The essential characteristic of drought is the deficiency of precipitation, which is the key to the karst dissolution. Some previous studies have observed the effects of droughts on the karst dissolution, mainly caused by precipitation reduction. For example, Zhang (2010) and Wang et al. (2007) found that the karst dissolution in the dry season and rainy season have a noticeable difference. Li et al. (2012) and Lan et al. (2013) also found that the karst dissolution has a more or less decline in the dry season. Nevertheless, the specific amount of karst dissolution loss caused by drought has not been examined in detail, particularly the karst dissolution loss caused by different intensity droughts.
Many methods have developed for karst dissolution estimates and measurements over the past decades (Yuan & Cai, 1988; Plan, 2005; Ford & Williams, 2007; Gabrovšek, 2009; Moses, Robinson, & Barlow, 2014; Kirstein et al., 2016; Pardo-Igúzquiza, Dowd, & Telbisz, 2020). More popular methods to estimate and measure the karst dissolution are (1) Calculation of solutional denudation by a formula; (2) Weight loss measurement using standard tablets; (3) Short-term lowering of limestone surfaces determined by micrometric measurements; (4) Long-term lowering of bare-rock surfaces determined by measurement of surface irregularities; and (5) Cosmogenic chlorine-36 measurements. Each method has its advantages and disadvantages (Ford & Williams, 2007; Gabrovšek, 2009; Liu, 2011; Wang, Zhang, & Qin, 2013), and it might be suitable for different situations. Among these approaches, weight loss measurement using standard carbonate tablets is one of the simplest and most effective ways of estimating the karst dissolution under various environmental conditions (Yuan & Cai, 1988; Dixon et al., 2001; Plan, 2005). This method is not only the most direct way, but also can be compared with each other, and is widely used in karst research (Yuan & Cai, 1988; Dixon et al., 2001; Plan, 2005; Zhang, 2010; Hattanji et al., 2014; Krklec et al., 2016).
The karst regions of Southwest China are the most developed karst topography areas, including almost all types of karst landforms in the world. Southwest China has approximately 5.1×105 km2of karst areas in exposed or outcropped carbonate rock (Jiang, Lian, & Qin, 2014). It is about 5.8% of the total land and is distributed mainly in Guizhou and surrounding areas. This area is also a typical ecologically fragile area facing severe ecological and environmental problems (Cai, 1996; Yuan, 1997; Wang, Liu, & Zhang, 2004; Jiang, Lian, & Qin, 2014). Because of the particularity of the geological environment and climatic conditions of Southwest China karst regions, karstification is very strong and highly sensitive to changes in the external environment, especially the changes in climate conditions.

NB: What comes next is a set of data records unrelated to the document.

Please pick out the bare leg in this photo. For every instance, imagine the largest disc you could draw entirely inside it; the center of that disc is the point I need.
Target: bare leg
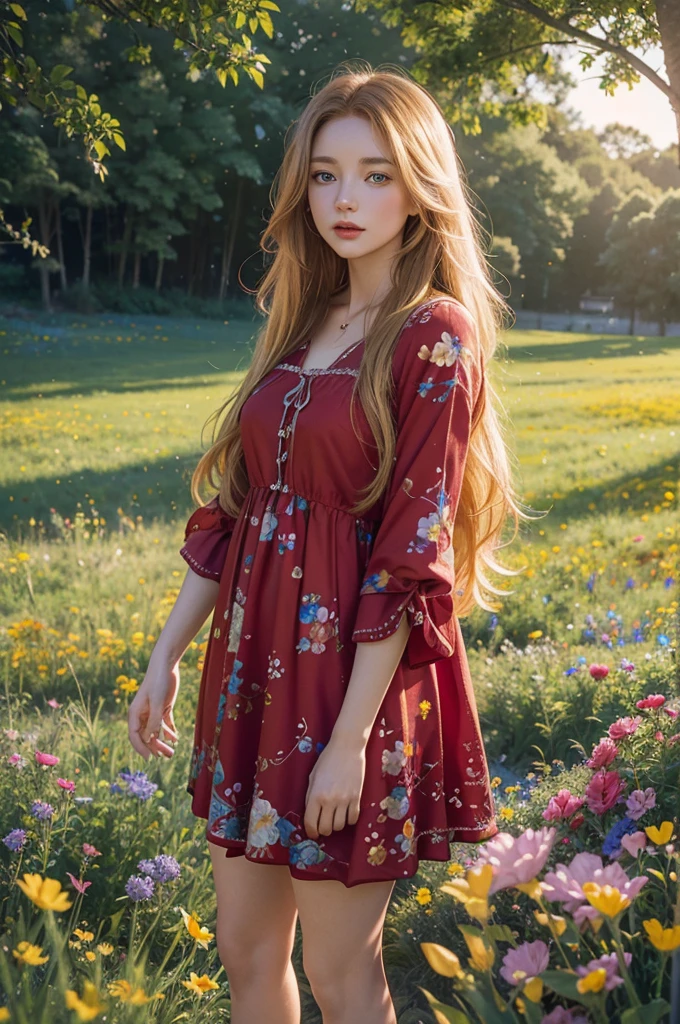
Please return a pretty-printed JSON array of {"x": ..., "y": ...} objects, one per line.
[
  {"x": 255, "y": 934},
  {"x": 342, "y": 932}
]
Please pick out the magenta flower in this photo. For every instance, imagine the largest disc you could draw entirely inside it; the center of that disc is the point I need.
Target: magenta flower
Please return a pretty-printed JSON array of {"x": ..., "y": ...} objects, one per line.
[
  {"x": 634, "y": 843},
  {"x": 609, "y": 963},
  {"x": 624, "y": 727},
  {"x": 77, "y": 884},
  {"x": 46, "y": 759},
  {"x": 639, "y": 802},
  {"x": 529, "y": 960},
  {"x": 653, "y": 700},
  {"x": 603, "y": 754},
  {"x": 604, "y": 791},
  {"x": 562, "y": 806},
  {"x": 516, "y": 859}
]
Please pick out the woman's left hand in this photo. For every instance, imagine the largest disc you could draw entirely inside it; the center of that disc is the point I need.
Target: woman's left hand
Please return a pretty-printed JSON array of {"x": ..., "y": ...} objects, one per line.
[{"x": 334, "y": 791}]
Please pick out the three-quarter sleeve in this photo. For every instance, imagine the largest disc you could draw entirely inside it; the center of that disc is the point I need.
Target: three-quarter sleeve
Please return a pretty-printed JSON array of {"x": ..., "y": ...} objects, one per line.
[
  {"x": 411, "y": 566},
  {"x": 207, "y": 537}
]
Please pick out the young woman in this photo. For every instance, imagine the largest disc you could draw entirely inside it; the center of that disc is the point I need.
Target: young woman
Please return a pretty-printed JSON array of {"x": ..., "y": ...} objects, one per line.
[{"x": 363, "y": 480}]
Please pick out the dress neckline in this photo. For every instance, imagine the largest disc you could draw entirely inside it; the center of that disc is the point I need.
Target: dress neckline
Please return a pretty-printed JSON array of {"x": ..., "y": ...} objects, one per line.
[{"x": 302, "y": 350}]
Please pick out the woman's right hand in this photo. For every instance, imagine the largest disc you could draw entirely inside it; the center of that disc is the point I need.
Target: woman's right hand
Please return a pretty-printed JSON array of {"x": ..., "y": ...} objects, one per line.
[{"x": 151, "y": 711}]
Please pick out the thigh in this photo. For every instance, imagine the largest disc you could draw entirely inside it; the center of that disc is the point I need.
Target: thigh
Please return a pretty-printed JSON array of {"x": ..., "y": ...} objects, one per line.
[
  {"x": 341, "y": 927},
  {"x": 255, "y": 905}
]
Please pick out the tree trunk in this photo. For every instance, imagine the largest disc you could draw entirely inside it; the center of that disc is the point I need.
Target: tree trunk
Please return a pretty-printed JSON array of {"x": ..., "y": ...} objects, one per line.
[
  {"x": 229, "y": 241},
  {"x": 159, "y": 272},
  {"x": 668, "y": 16}
]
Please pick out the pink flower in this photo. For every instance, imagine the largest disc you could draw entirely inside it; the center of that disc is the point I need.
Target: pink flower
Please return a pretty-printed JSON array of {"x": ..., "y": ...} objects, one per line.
[
  {"x": 564, "y": 884},
  {"x": 516, "y": 858},
  {"x": 530, "y": 958},
  {"x": 603, "y": 754},
  {"x": 639, "y": 802},
  {"x": 562, "y": 806},
  {"x": 653, "y": 700},
  {"x": 46, "y": 759},
  {"x": 609, "y": 963},
  {"x": 604, "y": 791},
  {"x": 624, "y": 727},
  {"x": 77, "y": 884},
  {"x": 634, "y": 843}
]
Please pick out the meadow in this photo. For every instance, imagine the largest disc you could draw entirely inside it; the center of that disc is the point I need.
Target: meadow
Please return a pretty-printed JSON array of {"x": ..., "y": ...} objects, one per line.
[{"x": 102, "y": 421}]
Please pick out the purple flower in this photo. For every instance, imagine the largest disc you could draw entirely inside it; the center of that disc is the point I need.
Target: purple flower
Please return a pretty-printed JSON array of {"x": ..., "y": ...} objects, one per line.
[
  {"x": 41, "y": 810},
  {"x": 639, "y": 802},
  {"x": 139, "y": 888},
  {"x": 161, "y": 868},
  {"x": 14, "y": 840}
]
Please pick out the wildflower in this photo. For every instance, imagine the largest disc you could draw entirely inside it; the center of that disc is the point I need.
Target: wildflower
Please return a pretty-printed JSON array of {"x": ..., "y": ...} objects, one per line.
[
  {"x": 662, "y": 835},
  {"x": 197, "y": 931},
  {"x": 562, "y": 806},
  {"x": 14, "y": 840},
  {"x": 664, "y": 939},
  {"x": 640, "y": 802},
  {"x": 634, "y": 843},
  {"x": 612, "y": 840},
  {"x": 604, "y": 791},
  {"x": 442, "y": 961},
  {"x": 45, "y": 893},
  {"x": 609, "y": 965},
  {"x": 41, "y": 810},
  {"x": 523, "y": 965},
  {"x": 517, "y": 859},
  {"x": 26, "y": 952},
  {"x": 607, "y": 899},
  {"x": 200, "y": 985},
  {"x": 46, "y": 759},
  {"x": 89, "y": 1006},
  {"x": 139, "y": 888},
  {"x": 603, "y": 754},
  {"x": 653, "y": 700},
  {"x": 624, "y": 727}
]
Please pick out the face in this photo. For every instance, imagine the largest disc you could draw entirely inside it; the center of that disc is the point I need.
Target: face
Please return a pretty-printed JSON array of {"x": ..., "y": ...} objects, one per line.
[{"x": 352, "y": 178}]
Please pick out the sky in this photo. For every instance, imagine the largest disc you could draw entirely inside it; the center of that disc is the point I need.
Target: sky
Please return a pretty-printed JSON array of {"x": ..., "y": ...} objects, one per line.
[{"x": 644, "y": 107}]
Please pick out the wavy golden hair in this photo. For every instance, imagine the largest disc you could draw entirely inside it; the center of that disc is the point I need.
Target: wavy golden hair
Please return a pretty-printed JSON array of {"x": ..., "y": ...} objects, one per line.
[{"x": 440, "y": 254}]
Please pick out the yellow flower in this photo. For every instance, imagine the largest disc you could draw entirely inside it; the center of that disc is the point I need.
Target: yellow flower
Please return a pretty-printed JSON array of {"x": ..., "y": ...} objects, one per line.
[
  {"x": 593, "y": 982},
  {"x": 607, "y": 899},
  {"x": 472, "y": 891},
  {"x": 89, "y": 1006},
  {"x": 197, "y": 931},
  {"x": 45, "y": 893},
  {"x": 481, "y": 955},
  {"x": 443, "y": 961},
  {"x": 661, "y": 836},
  {"x": 200, "y": 985},
  {"x": 424, "y": 896},
  {"x": 664, "y": 939},
  {"x": 28, "y": 953}
]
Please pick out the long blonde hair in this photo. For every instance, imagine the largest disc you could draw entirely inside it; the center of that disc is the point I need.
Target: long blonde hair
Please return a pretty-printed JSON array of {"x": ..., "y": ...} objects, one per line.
[{"x": 440, "y": 254}]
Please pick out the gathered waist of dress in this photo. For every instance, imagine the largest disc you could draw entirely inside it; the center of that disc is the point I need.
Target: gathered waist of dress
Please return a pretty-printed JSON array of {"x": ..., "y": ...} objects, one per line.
[{"x": 265, "y": 491}]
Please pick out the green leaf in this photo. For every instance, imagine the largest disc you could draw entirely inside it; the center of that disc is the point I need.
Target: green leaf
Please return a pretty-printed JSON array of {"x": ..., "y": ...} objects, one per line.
[
  {"x": 648, "y": 1014},
  {"x": 450, "y": 1014},
  {"x": 58, "y": 73}
]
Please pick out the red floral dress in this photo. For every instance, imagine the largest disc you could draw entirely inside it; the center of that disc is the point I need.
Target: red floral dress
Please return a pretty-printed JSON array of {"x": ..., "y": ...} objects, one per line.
[{"x": 302, "y": 581}]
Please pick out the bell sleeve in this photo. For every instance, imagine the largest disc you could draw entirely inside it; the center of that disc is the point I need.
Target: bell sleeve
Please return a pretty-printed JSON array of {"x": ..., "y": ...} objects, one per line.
[
  {"x": 207, "y": 537},
  {"x": 411, "y": 565}
]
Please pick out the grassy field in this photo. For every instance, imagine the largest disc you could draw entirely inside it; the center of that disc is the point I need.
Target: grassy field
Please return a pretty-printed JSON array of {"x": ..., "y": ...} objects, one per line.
[{"x": 102, "y": 426}]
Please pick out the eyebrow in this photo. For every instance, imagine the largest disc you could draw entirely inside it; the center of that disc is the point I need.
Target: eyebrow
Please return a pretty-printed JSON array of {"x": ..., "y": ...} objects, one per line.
[{"x": 364, "y": 160}]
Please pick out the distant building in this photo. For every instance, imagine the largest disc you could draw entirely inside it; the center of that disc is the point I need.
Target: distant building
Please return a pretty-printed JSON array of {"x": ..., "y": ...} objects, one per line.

Unfortunately, drought is also one of the most common natural disasters in central Southwest China (Chen, & Zhai, 2014; Han et al., 2016), known as ”Nine droughts in ten years.” Moreover, droughts in this area have an apparent upward trend in recent years (Lin et al., 2015; Liu et al., 2016). As a result, it is of great significance to study the effect of drought on karst dissolution in central Southwest China.
The present study is a first attempt to quantifying the loss impact of drought on karst dissolution and associated impact mechanism using standard carbonate tablets in a field comparative control experiment. This study focuses mainly on the amount of karst dissolution loss caused by different intensity droughts in various areas of central Southwest China. This information is crucial to the study of karst topography, protection of the karst landscape, and the karst carbon balance estimation. At the same time, we will discuss the impact mechanism of drought on karst dissolution loss, which could shed light on studying the karst process in the future.